The first two people combine both aspects of what for me would be a full life: action for a good cause and scholarship (best combined with writing).

T. E. Lawrence (“Lawrence of Arabia”). Fiercely smart and classically educated (he started life as an archaeologist, traveling 1000 miles on foot through the Middle East), Lawrence later allied himself with the Arabs against the Turks during WWI, becoming the famous “Lawrence of Arabia” of movie lore. He was also a great writer.  The downside, of course, is that he became somewhat of a recluse in later life, and was apparently asexual, cutting himself off from one of life’s great pleasures. Still, who can deny that the man had a full (though brief) life?

Winston Churchill. Also hugely smart, a great writer and speaker (he won a Nobel Prize for Literature), and a man of action (read about his early life as a soldier in Manchester’s great biography), Churchill surely lived a full life, capped by helping save Britain from the Nazis during World War II. He loved food and drink, and he loved to paint.  As far as I can see, Churchill wasted very little time.

Neal Cassady. Best known as the model for “Dean Moriarty” in Kerouac’s On the Road and as the driver of the “Furthur” bus in Tom Wolfe’s Electric Kool-Aid Acid Test,  Cassady wasn’t a scholar, but his few letters show that he could write well, if intensely. More important, he is the one real person I name who really did live every day as if it were his last. He didn’t think ahead and he didn’t worry. He did what he liked to do: hang around with fellow beats, have sex, drink, and drive.  I wouldn’t want to be him, not with all the drugs and booze, but I could use a bit of his view of life.

Anthony Bourdain. This choice was problematic as Bourdain had a rough early life, was addicted to drugs when younger, and was a depressive, ultimately killing himself at 61. On the other hand, he got paid to travel the world to eat, immersing himself in the diversity of cultures, and made tons of friends everywhere.  He was, of course also a good writer. His life may not have been a bed of roses, but it was a full life.

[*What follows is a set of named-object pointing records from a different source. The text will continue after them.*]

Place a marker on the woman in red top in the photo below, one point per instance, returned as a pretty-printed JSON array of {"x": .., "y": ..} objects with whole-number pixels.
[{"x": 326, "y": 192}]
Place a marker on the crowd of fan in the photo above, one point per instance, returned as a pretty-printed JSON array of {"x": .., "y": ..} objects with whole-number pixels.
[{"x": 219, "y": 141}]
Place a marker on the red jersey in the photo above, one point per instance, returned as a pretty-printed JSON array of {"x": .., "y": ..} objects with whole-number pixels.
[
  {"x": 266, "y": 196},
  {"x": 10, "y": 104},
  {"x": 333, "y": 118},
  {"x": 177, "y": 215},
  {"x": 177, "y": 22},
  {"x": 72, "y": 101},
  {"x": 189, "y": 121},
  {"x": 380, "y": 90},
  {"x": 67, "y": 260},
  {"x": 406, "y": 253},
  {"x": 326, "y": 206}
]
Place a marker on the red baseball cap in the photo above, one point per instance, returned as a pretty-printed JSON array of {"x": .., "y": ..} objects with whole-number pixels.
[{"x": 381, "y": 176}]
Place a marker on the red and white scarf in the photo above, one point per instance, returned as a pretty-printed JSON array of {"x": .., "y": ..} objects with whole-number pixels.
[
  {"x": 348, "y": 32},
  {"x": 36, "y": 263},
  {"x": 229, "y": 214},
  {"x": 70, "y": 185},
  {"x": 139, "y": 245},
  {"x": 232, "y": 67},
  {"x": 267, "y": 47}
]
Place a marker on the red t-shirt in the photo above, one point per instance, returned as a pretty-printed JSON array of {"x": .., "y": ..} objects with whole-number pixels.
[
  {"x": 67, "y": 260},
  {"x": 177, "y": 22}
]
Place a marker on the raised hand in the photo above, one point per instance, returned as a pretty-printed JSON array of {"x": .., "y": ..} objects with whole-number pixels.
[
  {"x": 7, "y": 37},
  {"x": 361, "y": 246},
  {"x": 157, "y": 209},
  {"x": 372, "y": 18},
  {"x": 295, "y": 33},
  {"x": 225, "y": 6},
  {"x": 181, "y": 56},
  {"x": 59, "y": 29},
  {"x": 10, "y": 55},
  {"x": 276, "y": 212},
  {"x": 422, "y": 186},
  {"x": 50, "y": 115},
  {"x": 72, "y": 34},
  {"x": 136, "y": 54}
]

Zorba the Greek. Alexis Zorba was of course a fictional character, but his portrayal in the eponymous novel written by Kazantzakis shows a man who threw himself completely into life, whether it be sniffing a lemon, working in a lignite mine, playing his santouri, or romancing the ladies.  This book still inspires me even if I fail to live up to Zorba’s standards (he’d consider me a “scribbler”, like the writer in the book).  His death is memorable: he’s living with a 25 year old woman, even though he’s quite old, and asks the schoolmaster to write to the “scribbler” (inviting him to come and get his santouri), whom Zorba hasn’t seen in years. His girlfriend writes the following in a letter sent to the scribbler:

“Come here, schoolmaster,” he said. “I have a friend in Greece. When I am dead write to him and tell him that right until the very last minute I was in full possession of my senses and was thinking of him. And tell him that whatever I have done, I have no regrets. Tell him I hope he is well and that it’s about time he showed a bit of sense.

“Listen, just another minute. If some priest or other comes to take my confession and give me the sacrament, tell him to clear out, quick, and leave me his curse instead! I’ve done heaps and heaps of things in my life, but I still did not do enough. Men like me ought to live a thousand years. Good night!”

From the movie: Anthony Quinn as Zorba (right) with “the scribbler”, played by Alan Bates.

Of course this is to invite you to share your own role models for life, if you have any, or weigh in on mine. For those readers who say they have no such models because their own lives are already full, I envy you!